Pistes de réflexion d’un manifeste paysan pour le climat

  1. L’agriculture qui se pratique sur le territoire commun de la société doit être libérée de la servitude de la concurrence mondialisée. Elle doit revenir sous gouvernance démocratique afin de pouvoir définir sa destinée sociale, environnementale et concélébrer les générations futures. Recouvrer l’indépendance des producteur.trice.s face aux filières de production. Renforcer la participation des associations et coopératives paysannes à l’extension de la démocratie.
  2. Produire et manger local est une attente légitime de la société tout comme des producteur.trice.s. Elle doit prévaloir sur l’import-export. Cela implique l’instauration de marchés régulés dans tous les domaines de production agricole, en rapport aux besoins alimentaire et en respectant l’écosystème, la sécurité alimentaire et la santé publique.
  3. La lutte contre le gaspillage alimentaire, qui représente plus de 30% de la production, passe par une remise en question des standards de la grande distribution et de l’industrie de transformation.
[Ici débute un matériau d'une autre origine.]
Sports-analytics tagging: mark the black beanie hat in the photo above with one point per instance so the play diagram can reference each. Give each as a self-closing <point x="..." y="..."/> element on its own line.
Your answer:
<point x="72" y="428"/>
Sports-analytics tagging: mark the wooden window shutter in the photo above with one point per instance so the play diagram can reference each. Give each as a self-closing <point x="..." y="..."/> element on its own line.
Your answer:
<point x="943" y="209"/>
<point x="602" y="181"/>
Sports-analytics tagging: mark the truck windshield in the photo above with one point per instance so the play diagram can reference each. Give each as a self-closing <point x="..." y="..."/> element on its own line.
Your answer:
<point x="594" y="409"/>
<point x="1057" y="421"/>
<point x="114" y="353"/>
Le marketing sur le dos de la nourriture doit être prohibé. La surproduction, notamment laitière, générée par les lois, doit être supprimée. Les valeurs nutritionnelles et écologiques doivent prévaloir sur la valeur marchande.
  4. Le principe de durabilité doit se départir de celui de la rentabilité pécuniaire. Au même titre, la santé publique, la justice sociale et l’égalité des droits exigent que le principe de production biologique et de conservation des sols ne devienne pas de produit de niche en rapport au revenu des consommateurs.
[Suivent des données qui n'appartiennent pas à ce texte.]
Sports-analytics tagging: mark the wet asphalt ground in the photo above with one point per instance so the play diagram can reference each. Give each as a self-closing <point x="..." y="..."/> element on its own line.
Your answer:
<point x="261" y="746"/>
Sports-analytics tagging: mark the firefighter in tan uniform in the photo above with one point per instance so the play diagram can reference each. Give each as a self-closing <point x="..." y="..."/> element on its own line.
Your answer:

  5. La revitalisation de l’agriculture et des campagnes nécessite une réforme «du droit foncier rural» adaptée à cet objectif. Il doit permettre une décentralisation des terres plutôt que la centralisation. Favoriser la reprise des exploitations par des forces nouvelles
  6. La revitalisation des sols, c’est-à-dire la reconstitution de l’humus et de la fertilité organique, est essentielle et déterminante pour trouver lepotentiel de fertilité et d’immunité qui permette de systématiquement réduire les intrants chimique et l’utilisation de lourdes machines. De surcroît, il deviendrait un important puits de carbone capté dans l’atmosphère. La biomasse organique des sols doit être considérée comme un bien commun au même titre que la biodiversité, l’eau et les sous-sols, déjà inscrits comme des biens qu’on ne peut s’approprier.
  7. Une production saine nécessite de valoriser le travail vivant, de reconnaître à sa juste valeur le travail de la terre.Elle implique une revalorisation des revenus agricoles, une garantie des prix sur le marché qui devrait être assurée par la Confédération. Le droit foncier rural doit favoriser une répartition des terres et l’accès à des forces humaines nouvelles. Les salarié.e.s agricoles doivent pouvoir bénéficier d’une convention collective de travail de plein droit.
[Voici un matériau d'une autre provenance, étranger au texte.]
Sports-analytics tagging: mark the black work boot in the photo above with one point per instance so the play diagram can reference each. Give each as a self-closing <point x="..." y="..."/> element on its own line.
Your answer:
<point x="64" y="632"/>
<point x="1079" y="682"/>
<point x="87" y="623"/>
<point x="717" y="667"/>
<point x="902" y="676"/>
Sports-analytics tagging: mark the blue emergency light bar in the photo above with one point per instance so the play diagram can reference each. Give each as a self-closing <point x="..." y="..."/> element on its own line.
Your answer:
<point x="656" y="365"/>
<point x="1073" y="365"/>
  8. Il est urgent que les fonds publics alloués à l’agriculture soient orientés pour redonner à l’agriculture locale ses missions premières: celle de nourrir la population et celle d’entretenir la pérennité de l’écosystème agricole pour les générations futures. L’agriculture et la sylviculture doivent avoir la priorité sur les dépenses militaires superflues et sur l'extension du réseau routier, ainsi que d’autres infrastructures non indispensables. Des taxes sur les négoces agroalimentaires, les fonds carbone, doivent servir cette priorité.
  9. La photosynthèse est la seul source de transformation énergétique elle doit être reconnue comme telle par l’Etat, valorisés et protégé de l’appétence infini de productivisme mercantile, bénéficier de marché régulés par des choix politique. Le travail vivant, de l’intelligence de la main doit y retrouver sa place et sa dignité. De même les animaux de ferme doivent recouvrer la dignité perdu par l’industrialisation et la standardisation ne matière première.
  10. Au présent les enjeux les plus déterminants: la signature des accords de libre-échange avec le Mercosur, l’Indonésie et les USA doivent exclure l’import-export de produits agricoles. Le projet de PA22+ doit être refusé dans sa version productiviste et libérale. Il ne fait qu’entériner la poursuite du désastre en cours sur le dos des contribuables.

Ce projet émane de réflexions entre paysans, paysannes, de jeunes de la Grève pour la Climat,du Jura et d’ailleurs.